From: Andrea Righi <arighi@nvidia.com>
To: Kuba Piecuch <jpiecuch@google.com>
Cc: Tejun Heo <tj@kernel.org>, David Vernet <void@manifault.com>,
Changwoo Min <changwoo@igalia.com>,
Christian Loehle <christian.loehle@arm.com>,
Emil Tsalapatis <emil@etsalapatis.com>,
sched-ext@lists.linux.dev, linux-kernel@vger.kernel.org
Subject: Re: [PATCH sched_ext/for-7.1] sched_ext: Documentation: Add missing calls to quiescent(), runnable()
Date: Thu, 9 Apr 2026 11:38:01 +0200 [thread overview]
Message-ID: <addzeX8Le_533Lgo@gpd4> (raw)
In-Reply-To: <DHOHR34ZLGL6.2UIL2GRFLR53X@google.com>
On Thu, Apr 09, 2026 at 08:46:03AM +0000, Kuba Piecuch wrote:
> On Wed Apr 8, 2026 at 2:54 PM UTC, Andrea Righi wrote:
> ...
> >>
> >> Another inaccuracy not related to direct dispatch: property changes can occur
> >> while a task is running, while the psedocode only allows for property changes
> >> while a task is queued.
> >
> > Sure... but again, modelling all the possible scenarios would make the
> > pseudocode completely unreadable.
>
> I'm not arguing we should cover all scenarios.
>
> I'm ok with omitting scenarios whose existence depends on a configuration flag
> or presence/absence of a callback, because:
>
> a) Using the right configuration, one can actually write a scheduler where the
> pseudocode is an accurate representation of the task lifecycle;
>
> b) The assumptions about the configuration can be clearly stated next to the
> pseudocode.
>
> I'm less ok with omitting specific scenarios that can't be simply "turned off"

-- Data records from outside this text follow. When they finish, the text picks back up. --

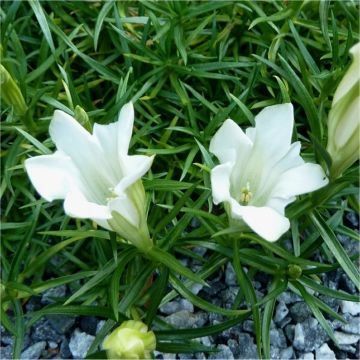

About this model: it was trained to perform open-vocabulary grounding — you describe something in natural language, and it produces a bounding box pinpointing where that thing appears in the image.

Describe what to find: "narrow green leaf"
[310,210,360,289]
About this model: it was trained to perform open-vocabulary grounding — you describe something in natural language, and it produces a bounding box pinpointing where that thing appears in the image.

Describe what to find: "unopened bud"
[102,320,156,359]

> because they are triggered by the scheduled tasks themselves. A task's property
> being changed while it's running is one example of such a scenario -- one can't
> just prevent it from happening by setting a configuration flag, and sched_ext
> schedulers implementing dequeue/quiescent/runnable/enqueue should be aware of
> it.
>
> What I especially don't like is giving the reader a partial picture that looks
> like a complete one, as is the case with property changes here. We're letting
> the reader know that it can happen, but the pseudocode makes it look like it
> can only happen while a task is queued and not while it's running, giving the
> reader a false impression that they can assume property changes apply only to
> queued tasks.
I agree on that, but I think the goal of this pseudocode is to find a reasonable
compromise between readability and accuracy. If such comprosmise doesn't exist
or if we're concerned that it'd introduce more confusion than benefits for the
users, then we can also consider removing it.
>
> >
> > IMHO it'd be better to give an overview of the most common use cases here and
> > clarify in the description that the diagram doesn't cover all the possible
> > scenarios. This one is a special use case that, personally, I wouldn't cover in
> > the pseudocode.
> >
> >>
> >> There's also preemption by a higher sched class, which is not covered in the
> >> loop condition (task_is_runnable(task) && task->scx.slice > 0), unless we take
> >> task_is_runnable() to return false if there's a higher-priority sched class
> >> with runnable tasks on the CPU, though that would be in conflict with the
> >> actual implementation of task_is_runnable() in include/linux/sched.h.
> >
> > Ditto.
> >
> >>
> >> >
> >> >>
> >> >> A more general comment about the pseudocode: I think it can be useful to
> >> >> introduce someone new to the general flow of the callbacks in sched_ext,
> >> >> but the documentation should be clear that this is a simplified view that
> >> >> makes assumptions about the behavior of the BPF scheduler itself (flags like
> >> >> SCX_OPS_ENQ_LAST, whether the scheduler uses direct dispatch), as well as
> >> >> the overall system (Can sched_ext be preempted by a higher-priority sched
> >> >> class? Can scheduling properties of a task be changed while it's running?)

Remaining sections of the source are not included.